Por lo contrario: habría que echar un vistazo a Perú, por ejemplo, donde la presión de los jóvenes de entre 18 y 29 años no sólo fue una marea de protestas, sino una consecuencia real que le costó la presidencia de la república al partido en el poder.
La Generación Z está liderando protestas masivas en países dispares como Indonesia, Kenia, Nepal o Marruecos, contagiándose unos a otros, como ocurrió con la Primavera Árabe y hace años en Chile o, incluso, en el propio Perú.
Sus causas son distintas, pero todos reclaman algún tipo de ruptura, mejores servicios públicos o el fin de la corrupción. Piden cambios y se organizan en redes sociales y uno de sus símbolos es una bandera pirata con la calavera tocada con un sombrero de paja.
Y en Perú hay un enorme motivo más para la inquietud. Los jóvenes entre 15 y 29 años son el mayor bloque de votantes del país: más del 25% del electorado, por encima de cualquier otra franja etaria.
El sábado pasado la Generación Z lo hizo en México, y en al menos 15 de las más importantes ciudades, como en Chihuahua capital, con protestas similares a países donde la corrupción y la inseguridad son el hartazgo de la población. A falta de líderes reales, los jóvenes están encabezando el descontento.

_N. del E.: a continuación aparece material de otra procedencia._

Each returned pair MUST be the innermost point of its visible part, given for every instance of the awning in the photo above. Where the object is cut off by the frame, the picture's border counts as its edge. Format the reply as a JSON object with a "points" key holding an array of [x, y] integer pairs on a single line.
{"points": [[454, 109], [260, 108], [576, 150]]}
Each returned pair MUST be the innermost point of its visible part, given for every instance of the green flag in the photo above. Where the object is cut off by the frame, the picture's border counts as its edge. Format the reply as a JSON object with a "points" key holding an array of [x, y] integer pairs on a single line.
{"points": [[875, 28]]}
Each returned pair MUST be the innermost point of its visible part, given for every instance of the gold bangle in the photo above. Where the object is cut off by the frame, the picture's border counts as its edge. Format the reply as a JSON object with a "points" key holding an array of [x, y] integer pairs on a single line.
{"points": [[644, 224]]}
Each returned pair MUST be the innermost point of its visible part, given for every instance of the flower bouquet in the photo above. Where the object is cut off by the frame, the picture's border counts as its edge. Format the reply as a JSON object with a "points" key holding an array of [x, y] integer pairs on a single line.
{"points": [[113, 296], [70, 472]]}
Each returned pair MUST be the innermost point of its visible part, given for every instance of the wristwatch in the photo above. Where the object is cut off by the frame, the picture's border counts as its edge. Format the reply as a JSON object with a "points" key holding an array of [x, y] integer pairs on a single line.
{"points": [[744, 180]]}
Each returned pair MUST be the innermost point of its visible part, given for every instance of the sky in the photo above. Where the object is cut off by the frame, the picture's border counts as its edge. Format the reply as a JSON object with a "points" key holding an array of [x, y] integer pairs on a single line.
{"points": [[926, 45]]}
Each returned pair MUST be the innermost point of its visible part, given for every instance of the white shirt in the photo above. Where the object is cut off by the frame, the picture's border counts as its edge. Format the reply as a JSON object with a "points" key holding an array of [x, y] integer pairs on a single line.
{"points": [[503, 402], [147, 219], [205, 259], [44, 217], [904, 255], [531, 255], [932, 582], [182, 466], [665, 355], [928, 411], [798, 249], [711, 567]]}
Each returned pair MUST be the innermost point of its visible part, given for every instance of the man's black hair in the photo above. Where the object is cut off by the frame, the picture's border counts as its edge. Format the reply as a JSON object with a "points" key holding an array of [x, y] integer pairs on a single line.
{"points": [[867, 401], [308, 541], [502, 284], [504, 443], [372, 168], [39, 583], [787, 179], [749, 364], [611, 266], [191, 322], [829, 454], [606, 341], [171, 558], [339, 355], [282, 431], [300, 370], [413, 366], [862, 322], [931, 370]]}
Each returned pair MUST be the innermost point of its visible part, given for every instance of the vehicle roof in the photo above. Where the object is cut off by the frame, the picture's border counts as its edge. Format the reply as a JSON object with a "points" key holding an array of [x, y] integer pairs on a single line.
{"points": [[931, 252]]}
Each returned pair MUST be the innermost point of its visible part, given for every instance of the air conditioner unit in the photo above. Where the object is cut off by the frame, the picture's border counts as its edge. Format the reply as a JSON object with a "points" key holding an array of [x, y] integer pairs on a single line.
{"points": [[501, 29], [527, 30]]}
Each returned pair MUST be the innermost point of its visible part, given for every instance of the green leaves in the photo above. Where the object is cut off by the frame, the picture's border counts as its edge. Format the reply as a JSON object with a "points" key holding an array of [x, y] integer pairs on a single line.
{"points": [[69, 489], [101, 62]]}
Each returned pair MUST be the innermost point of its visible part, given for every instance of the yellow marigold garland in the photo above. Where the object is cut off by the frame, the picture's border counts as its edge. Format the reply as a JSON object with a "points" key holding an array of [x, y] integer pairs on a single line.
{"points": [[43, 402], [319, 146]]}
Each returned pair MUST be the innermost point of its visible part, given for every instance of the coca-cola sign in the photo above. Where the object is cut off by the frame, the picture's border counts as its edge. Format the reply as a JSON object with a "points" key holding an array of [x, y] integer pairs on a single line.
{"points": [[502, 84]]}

Definir a la Generación Z es intentar capturar un movimiento en constante transformación. Nacidos aproximadamente entre 1997 y 2012 son la primera generación moldeada desde sus inicios por la hiperconectividad. Son, a la vez, testigos y protagonistas de un siglo XXI fragmentado, acelerado y lleno de contradicciones. Su identidad se construye entre la inmediatez, la diversidad y la urgencia de una voz propia.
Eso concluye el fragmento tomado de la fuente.